The Credit Card Trap: How U.S. Credit Card Companies Are Sucking The Financial Life Out Of The American Consumer

There have been very few things more damaging to American consumers over the past couple of decades than credit card debt.  Easy credit has enabled many of us to live absolutely fabulous lifestyles, but outrageously high interest rates, ridiculous penalties and predatory fees have sucked the financial life out of millions of American families.  It is very easy to blame the rapidly exploding debt of the U.S. government for the economic collapse that we are now experiencing, but the truth is that tens of millions of Americans have created their own personal economic disasters by overusing credit cards.  The temptation of easy credit has been too much for millions of Americans to resist, but now all of that easy credit is proving to be incredibly difficult to pay back, and massive debt problems are literally tearing many American families apart.

It is hard to underestimate how devastating credit card debt can be to a family.

According to the credit card repayment calculator, if you owe $6000 on a credit card with a 20 percent interest rate and only pay the minimum payment each time, it will take you 54 years to pay off that credit card.

During that time you will pay $26,168 in interest rate charges in addition to the $6000 in principal that you are required to pay back.

That does not even account for any penalties or fees you may have to pay.

Are you starting to get the picture?

The reality is that credit cards are one of the greatest inventions for sucking the wealth out of middle class American families ever invented.

Just consider the following facts….

*According to the United States Census Bureau, there are approximately 1.5 billion credit cards in use in the United States.

*At the end of 2008, the total credit card debt piled up by American consumers was over 972 billion dollars.  This is an amount that is greater than the GDP of the world’s 122 poorest nations combined.

*78 percent of American households had at least one credit card at the end of 2008.

*The top 10 credit card issuers control approximately 88 percent of the credit card market.

*The average U.S. college graduate leaves school with more than $2,000 in credit card debt.

So is Congress doing anything to protect American consumers?

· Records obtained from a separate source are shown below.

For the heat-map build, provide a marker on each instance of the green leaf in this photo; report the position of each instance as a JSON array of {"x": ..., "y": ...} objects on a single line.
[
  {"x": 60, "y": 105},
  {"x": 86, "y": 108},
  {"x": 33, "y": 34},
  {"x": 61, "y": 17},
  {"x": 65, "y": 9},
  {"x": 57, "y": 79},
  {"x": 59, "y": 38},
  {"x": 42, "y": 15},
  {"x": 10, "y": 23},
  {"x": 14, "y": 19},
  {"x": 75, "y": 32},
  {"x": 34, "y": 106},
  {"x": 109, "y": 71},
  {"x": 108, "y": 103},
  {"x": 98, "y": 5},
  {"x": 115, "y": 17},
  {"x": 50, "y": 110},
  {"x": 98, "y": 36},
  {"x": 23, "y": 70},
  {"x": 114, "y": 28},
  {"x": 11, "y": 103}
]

Well, some of the key provisions of The Credit Card Accountability, Responsibility and Disclosure Act, commonly known as the CARD Act, go into full effect for all credit card providers on February 22nd.  In particular, starting on the 22nd limits will be imposed on when credit card issuers can raise rates on existing card balances.

But the truth is that this new law doesn’t really do much to protect us.  U.S. credit card companies will continue to be able to engage in highly predatory practices.  The following are just three examples….

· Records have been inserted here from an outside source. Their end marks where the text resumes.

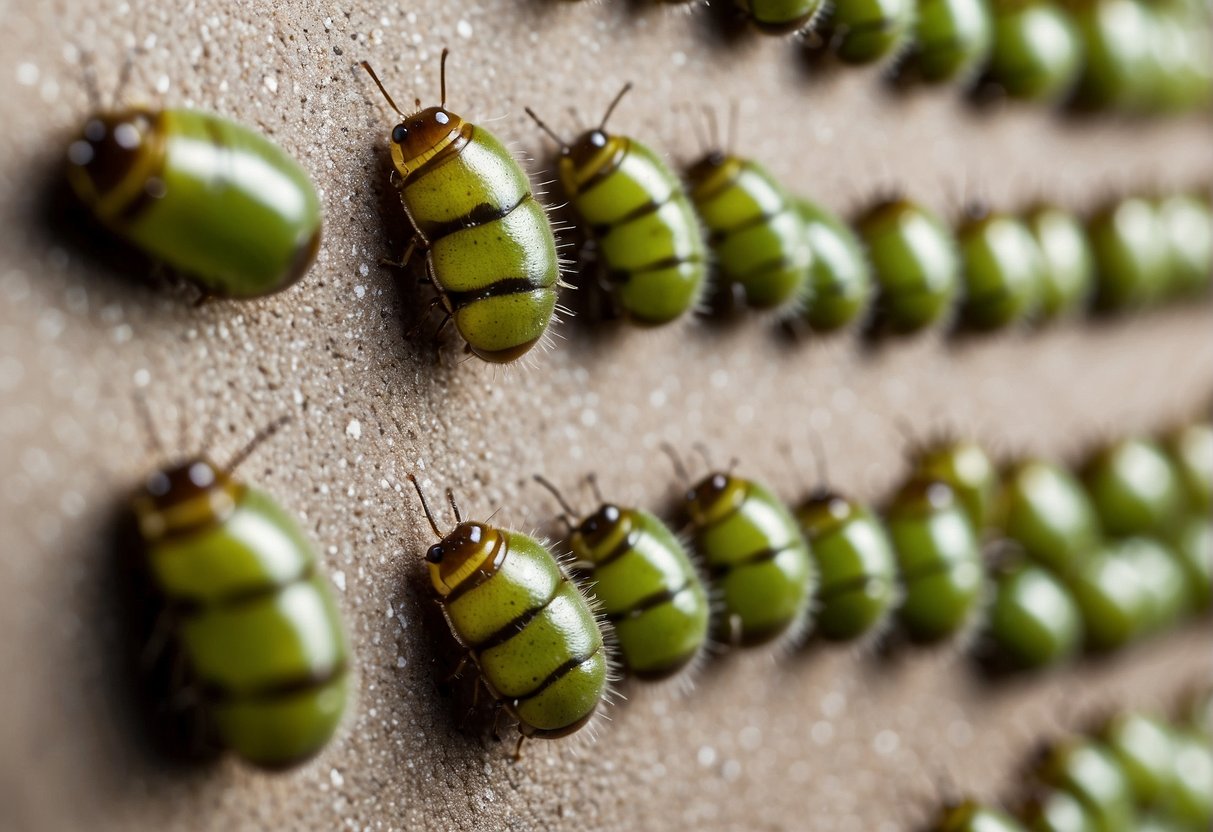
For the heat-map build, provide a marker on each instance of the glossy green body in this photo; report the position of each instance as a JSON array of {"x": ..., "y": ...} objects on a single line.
[
  {"x": 856, "y": 569},
  {"x": 1046, "y": 509},
  {"x": 778, "y": 17},
  {"x": 1180, "y": 46},
  {"x": 840, "y": 278},
  {"x": 1191, "y": 798},
  {"x": 757, "y": 559},
  {"x": 1058, "y": 810},
  {"x": 1002, "y": 271},
  {"x": 866, "y": 30},
  {"x": 647, "y": 587},
  {"x": 533, "y": 637},
  {"x": 756, "y": 233},
  {"x": 1132, "y": 255},
  {"x": 210, "y": 198},
  {"x": 951, "y": 39},
  {"x": 489, "y": 246},
  {"x": 1192, "y": 543},
  {"x": 939, "y": 560},
  {"x": 1089, "y": 771},
  {"x": 1117, "y": 38},
  {"x": 972, "y": 816},
  {"x": 1163, "y": 579},
  {"x": 1134, "y": 488},
  {"x": 649, "y": 235},
  {"x": 1188, "y": 223},
  {"x": 1034, "y": 620},
  {"x": 1116, "y": 605},
  {"x": 1145, "y": 748},
  {"x": 1037, "y": 51},
  {"x": 966, "y": 468},
  {"x": 915, "y": 262},
  {"x": 1069, "y": 266},
  {"x": 1190, "y": 448},
  {"x": 258, "y": 630}
]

#1) According to Pamela Banks of Consumers Union, the nonprofit publisher of Consumer Reports, there are no current federal laws that cap credit card interest rates.  In fact, CNN is reporting that interest rates on some major bank credit cards are now as high as 36 percent.

#2) New laws only address the existing fees charged by credit card companies.  So credit card companies are working hard to invent all kinds of new fees and penalties that will get around the new laws so that they can keep sticking it to American consumers.  For example, Citibank is now charging some consumers with a fee if they put less than $2,400 on their card annually.

#3) In anticipation of the CARD Act going into effect, many credit card companies have been aggressively bumping up the minimum payments for many of their customers.  Chase, one of the biggest credit card providers, recently increased the mandatory minimum payment for many consumers by 150 percent.  MBNA, Citibank and Bank of America have announced that they are doubling minimum monthly payments on credit card balances for many of their customers.  These increases have been absolutely devastating for many families who are on a tight budget.

The bottom line is that we all need to get out of debt and we all need to stop using credit cards.  It is financial insanity to end up paying two, three, four or five times as much for an item as it cost in the store.  We have been making the big banks rich by spending money that we do not have.

So if we are going to accuse the U.S. federal government of horribly wasting our money, we have got to be certain that we are geting our own financial houses in order.

But for many American families it is already too late.  It is hard to pay off debt if you don’t have a job and you are about to lose your home.  In fact, many American families find themselves literally being torn apart by financial stress.

Unfortunately, economic times are not going to get any easier.  If you are able, get out of debt while you still can.  Now is the time to tighten our belts and to prepare ourselves and our families for what is ahead.